OK, let's get the gushing out of the way early, I suspect this may be the best instant camera currently on the market. To back this ridiculous statement up, I should note I have shot with a number of instant cameras, including Polaroids, the Impossible I-1, a Fuji Instax Neo Classic, and an LC-A with an instant back. Right then...why? Well, number one it is sharp - despite the shitty scans I've never shot with a sharper Instax camera. This seems to finally be the answer to the question - is the film crap or is it the lens. Compare these shots to those from my Instax Neo Classic (Mini 90) in both colour and black & white and you'll see a definite improvement in image quality.
It vignettes, sometimes a little sometimes a little bit more - either way this is really a good thing, particularly when combined with the lovely slightly sharper lens. Oh, I guess I should mention the lens is nice and wide (21mm equivalent in 35mm according to Lomography) - this is also a good thing.

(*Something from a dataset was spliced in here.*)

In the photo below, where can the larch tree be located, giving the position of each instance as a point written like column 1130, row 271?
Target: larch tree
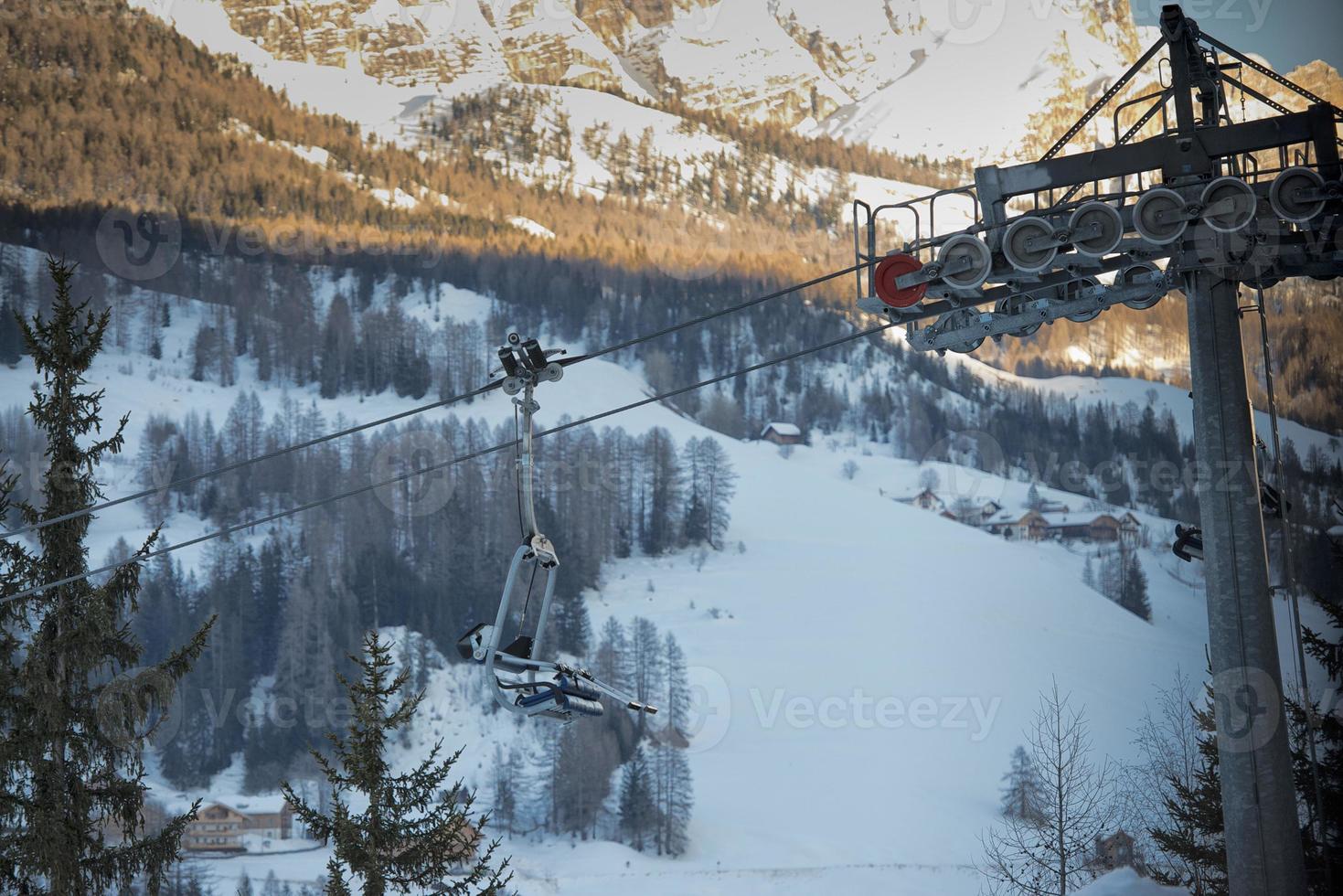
column 78, row 709
column 415, row 830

This focal length does ensure that you can set the camera to 1m and everything from there onwards will be in focus. Again, this shot looks significantly better in the flesh than scanned but I guess we'll just have to live with that.
Of course, when you focus close you get some kind of delicious out of focus stuff...well it seems OK to me at least. The shot on the left was made using the supplied close-up lens, the one on the right wasn't. I prefer the one on the right.
The lens also flares a little, and sometimes a lot. The character of the flare varies from little spots all the way through to a full on ring of bright water (well bright flare) across the image. This character works equally well with black & white and colour film.
The flash also seems to work pretty well, and doesn't seem to overexpose (although I should confess I have taped over the flash to cut it down a little). The above shot was taken at 30cm and doesn't seem to show any sign of overexposure.
The general impression I have is that the metering is really good...
...although like all Instax cameras, there comes a point when the film will always overexpose. I have also found myself occasionally putting my big fat thumbs over the metering window on the camera when shooting horizontally - this is definitely something to watch for.
Its also worth noting that the framing isn't very precise, you need to pay attention to where the lens is pointing or you'll end up with framing that is not quite right. This is actually more apparent when shooting horizontally, but somehow more difficult to spot in the resulting image.
Finally, the camera can even help you make a pretty decent image at night. All you need is the remote lens cap...and perhaps set the exposure compensation to the darker side of things.
All in all, I am actually completely smitten with this camera, the build quality is a significant step up from the Lomo Instant Wide, and the results are awesome. Anyone want to buy a Fuji Instax Mini Neo Classic or an Impossible I-1?